Please help to safeguard St Peter’s unique heritage
Thought by John Betjeman to be “amongst the noblest churches we possess”, St Peter’s is a unique fusion of free Gothic and arts and craft styles. The church was designed by John Dando Sedding, architect of Holy Trinity, Sloane Street. Chosen in a competition, Sedding’s plans for the church were complimented by The Builder as “a piece of real originality in design, which is refreshing to come across after seeing so many repetitions of old forms, Classic and Gothic”. Following Sedding’s death, the church was built under the direction of his pupil and successor in practice, Henry Wilson, with the foundation stone laid in 1893 by Princess Helena, Queen Victoria's third daughter.
The church is notable for its unusual sloping roof, and for the turrets flanking the great west window with its delicate tracery. In addition, the wide arches of the four-bay nave with triforium above are highly distinctive. The original structure has been significantly added to, although the planned tower was not built and much of the stained glass and internal decoration were never completed. The effect of this restraint, combined with the generous interior proportions, makes St Peter’s unusually light and spacious.
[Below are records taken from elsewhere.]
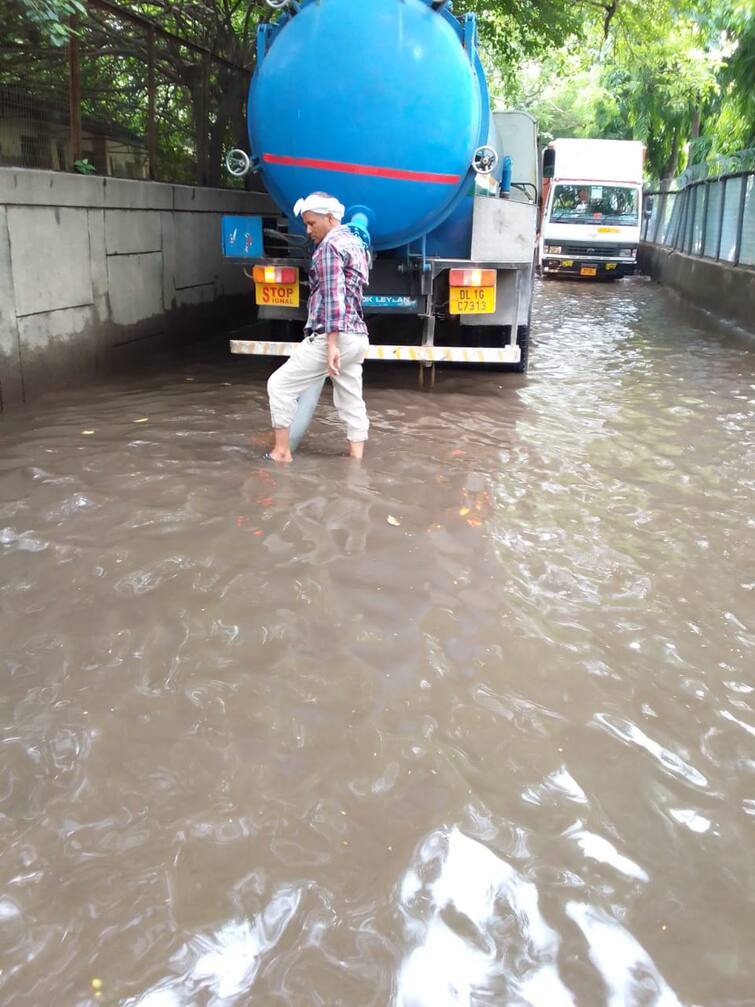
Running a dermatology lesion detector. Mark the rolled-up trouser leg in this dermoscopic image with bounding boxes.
[268,337,328,430]
[331,332,369,443]
[288,378,325,451]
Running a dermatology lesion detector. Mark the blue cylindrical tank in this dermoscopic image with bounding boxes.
[249,0,489,250]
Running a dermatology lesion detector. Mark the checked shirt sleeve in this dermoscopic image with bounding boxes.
[318,243,346,332]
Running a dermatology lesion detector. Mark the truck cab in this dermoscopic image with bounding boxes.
[539,139,643,280]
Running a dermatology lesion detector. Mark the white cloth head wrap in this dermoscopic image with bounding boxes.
[294,192,346,221]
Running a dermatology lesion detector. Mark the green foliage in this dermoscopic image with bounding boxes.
[7,0,755,183]
[19,0,87,45]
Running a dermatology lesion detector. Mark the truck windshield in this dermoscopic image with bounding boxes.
[551,184,639,226]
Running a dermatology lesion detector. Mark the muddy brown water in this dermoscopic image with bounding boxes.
[0,279,755,1007]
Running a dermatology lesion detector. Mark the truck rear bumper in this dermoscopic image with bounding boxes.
[231,339,521,364]
[543,256,637,280]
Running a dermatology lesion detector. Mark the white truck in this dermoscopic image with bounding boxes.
[539,139,644,280]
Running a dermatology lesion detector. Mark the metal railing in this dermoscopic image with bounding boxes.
[642,149,755,266]
[0,0,257,186]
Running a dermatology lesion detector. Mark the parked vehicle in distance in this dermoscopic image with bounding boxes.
[539,139,644,280]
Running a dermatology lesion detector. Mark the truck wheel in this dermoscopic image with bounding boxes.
[511,325,530,375]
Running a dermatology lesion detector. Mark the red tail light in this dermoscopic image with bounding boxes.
[254,266,299,283]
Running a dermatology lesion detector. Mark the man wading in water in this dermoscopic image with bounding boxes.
[268,192,369,461]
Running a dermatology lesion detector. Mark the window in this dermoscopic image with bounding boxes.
[551,183,639,227]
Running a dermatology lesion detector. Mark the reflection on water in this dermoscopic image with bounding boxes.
[0,280,755,1007]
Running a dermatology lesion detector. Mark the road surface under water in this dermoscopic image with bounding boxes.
[0,279,755,1007]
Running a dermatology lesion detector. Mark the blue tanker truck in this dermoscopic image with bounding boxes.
[222,0,539,388]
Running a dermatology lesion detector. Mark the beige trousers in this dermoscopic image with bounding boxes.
[268,332,369,442]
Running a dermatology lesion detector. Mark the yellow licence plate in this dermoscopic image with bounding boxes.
[448,287,495,314]
[255,283,299,308]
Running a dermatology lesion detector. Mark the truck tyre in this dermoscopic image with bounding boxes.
[511,325,530,375]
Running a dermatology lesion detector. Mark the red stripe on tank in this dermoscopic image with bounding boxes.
[262,154,461,185]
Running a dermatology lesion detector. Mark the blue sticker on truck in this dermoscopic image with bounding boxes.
[362,294,417,311]
[221,217,265,259]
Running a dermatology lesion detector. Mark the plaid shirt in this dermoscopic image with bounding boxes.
[305,225,369,334]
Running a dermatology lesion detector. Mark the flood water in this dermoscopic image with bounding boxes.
[0,279,755,1007]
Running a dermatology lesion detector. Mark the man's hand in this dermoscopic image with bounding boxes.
[328,332,341,378]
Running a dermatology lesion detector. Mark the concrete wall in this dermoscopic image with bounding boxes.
[0,168,272,409]
[637,242,755,332]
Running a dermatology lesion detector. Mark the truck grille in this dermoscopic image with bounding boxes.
[554,242,629,256]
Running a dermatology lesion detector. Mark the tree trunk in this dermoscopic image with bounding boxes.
[690,106,701,140]
[661,126,680,178]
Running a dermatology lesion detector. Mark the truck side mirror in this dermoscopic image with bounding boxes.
[543,147,556,178]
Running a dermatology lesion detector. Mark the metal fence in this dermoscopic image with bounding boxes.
[642,149,755,266]
[0,0,250,186]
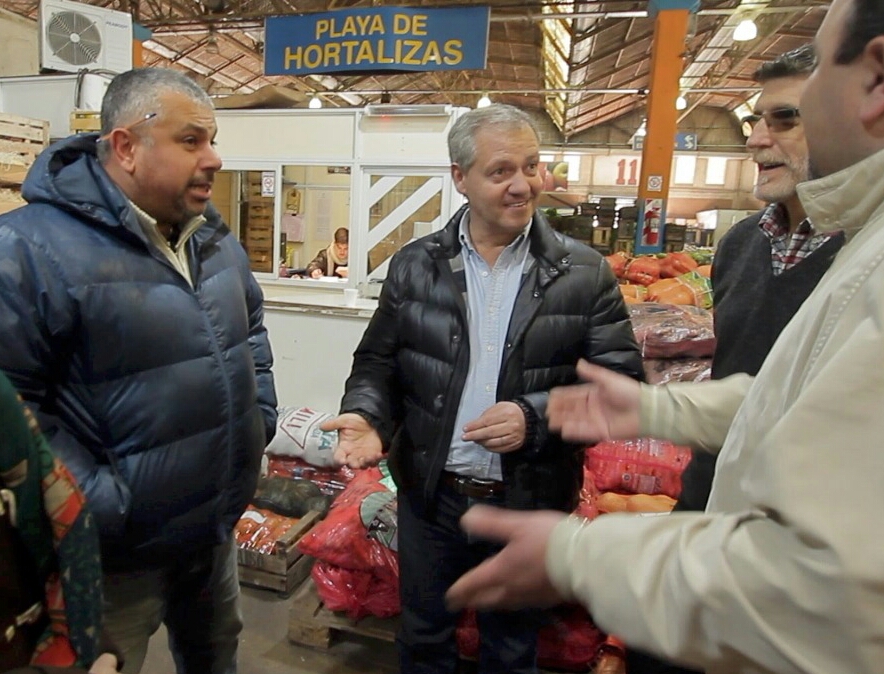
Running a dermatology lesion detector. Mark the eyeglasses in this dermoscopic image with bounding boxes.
[95,112,159,143]
[742,108,801,133]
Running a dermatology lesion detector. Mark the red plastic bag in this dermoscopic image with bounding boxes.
[456,604,605,672]
[298,468,399,584]
[310,562,401,620]
[584,438,692,498]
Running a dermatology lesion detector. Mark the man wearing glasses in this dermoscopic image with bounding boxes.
[627,44,844,674]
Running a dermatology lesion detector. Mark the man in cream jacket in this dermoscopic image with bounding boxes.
[448,0,884,674]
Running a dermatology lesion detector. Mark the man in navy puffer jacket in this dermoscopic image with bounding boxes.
[0,69,276,674]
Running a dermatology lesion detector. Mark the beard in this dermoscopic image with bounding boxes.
[753,156,808,204]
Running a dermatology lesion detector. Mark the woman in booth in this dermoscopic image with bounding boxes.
[307,227,350,278]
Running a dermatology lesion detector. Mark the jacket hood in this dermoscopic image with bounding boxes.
[22,133,227,245]
[22,133,141,238]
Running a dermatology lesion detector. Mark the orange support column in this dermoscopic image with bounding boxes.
[132,21,153,68]
[635,0,700,253]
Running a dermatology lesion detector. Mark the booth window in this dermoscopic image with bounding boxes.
[672,154,697,185]
[280,165,353,282]
[706,157,727,185]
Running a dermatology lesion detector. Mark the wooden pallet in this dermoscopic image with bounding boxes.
[237,510,322,596]
[288,578,399,649]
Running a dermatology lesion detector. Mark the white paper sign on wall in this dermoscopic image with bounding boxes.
[261,171,276,197]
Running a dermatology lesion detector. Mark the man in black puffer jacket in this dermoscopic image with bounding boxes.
[0,69,276,674]
[324,105,642,674]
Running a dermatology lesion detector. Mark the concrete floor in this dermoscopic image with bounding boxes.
[141,587,398,674]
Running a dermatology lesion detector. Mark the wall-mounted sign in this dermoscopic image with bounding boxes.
[632,131,697,151]
[261,171,276,197]
[264,7,490,75]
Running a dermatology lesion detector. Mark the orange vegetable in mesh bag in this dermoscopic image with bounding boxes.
[624,252,660,286]
[648,278,696,305]
[618,283,648,300]
[660,253,697,278]
[605,252,629,278]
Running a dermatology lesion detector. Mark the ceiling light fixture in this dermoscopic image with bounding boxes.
[205,28,221,54]
[365,103,452,117]
[734,19,758,42]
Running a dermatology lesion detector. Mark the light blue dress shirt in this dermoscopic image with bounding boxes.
[445,210,531,480]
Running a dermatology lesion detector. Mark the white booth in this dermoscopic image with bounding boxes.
[213,106,466,412]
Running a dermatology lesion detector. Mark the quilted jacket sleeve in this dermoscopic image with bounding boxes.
[519,256,645,452]
[246,271,277,444]
[341,249,405,448]
[0,227,130,534]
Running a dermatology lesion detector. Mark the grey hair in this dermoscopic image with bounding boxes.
[752,43,816,84]
[448,103,540,172]
[98,68,214,162]
[835,0,884,65]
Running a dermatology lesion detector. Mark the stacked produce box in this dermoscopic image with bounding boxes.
[0,113,49,213]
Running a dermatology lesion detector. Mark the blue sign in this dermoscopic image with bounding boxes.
[675,131,697,150]
[632,131,697,150]
[264,7,491,75]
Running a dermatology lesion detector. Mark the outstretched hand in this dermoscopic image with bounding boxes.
[445,506,566,610]
[89,653,117,674]
[463,401,525,454]
[319,412,384,469]
[546,360,641,443]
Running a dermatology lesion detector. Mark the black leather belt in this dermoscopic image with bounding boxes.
[442,470,503,498]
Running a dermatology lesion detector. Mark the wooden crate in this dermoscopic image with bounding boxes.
[237,510,322,595]
[288,577,399,648]
[0,113,49,185]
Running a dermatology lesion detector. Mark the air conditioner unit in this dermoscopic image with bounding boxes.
[40,0,132,73]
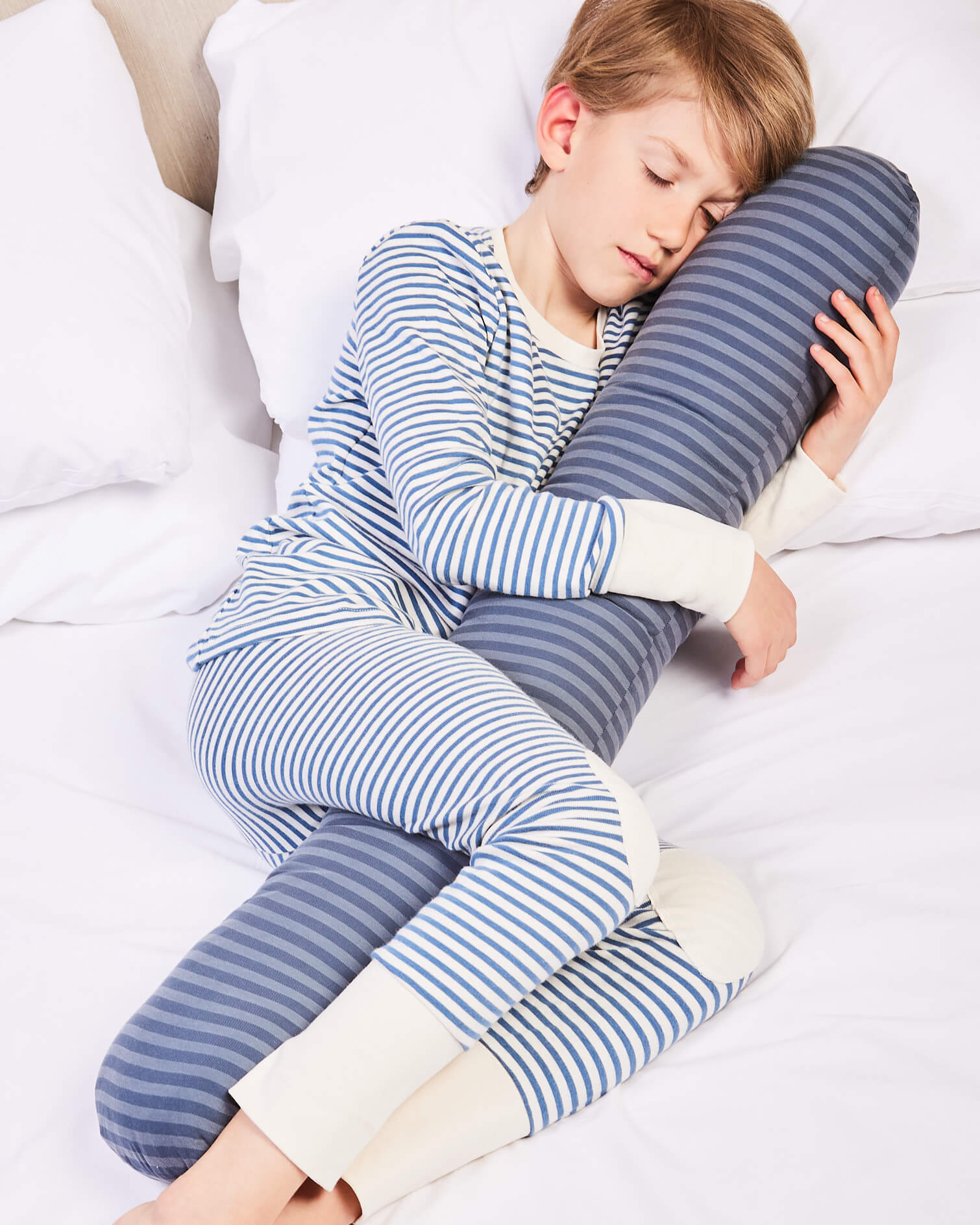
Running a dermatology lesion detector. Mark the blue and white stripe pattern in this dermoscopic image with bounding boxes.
[97,147,918,1180]
[182,622,655,1047]
[95,610,747,1181]
[181,221,650,671]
A singular feature of the church is its Lady Chapel, decorated and furnished between 1921 and 1928 as a fitting and coherent memorial to local people killed during World War 1. The scheme includes the painted figures on the east wall executed by Henry Charles Brewer, the carved wooden reredos and painted roof. A project is currently underway to restore the chapel . The church also has hand written Rolls of Honour commemorating the fallen in both World Wars.
“St Peter’s Ealing occupies no humble position as a monument to the last great age of church building in this country” – Sir Roy Strong, Historian.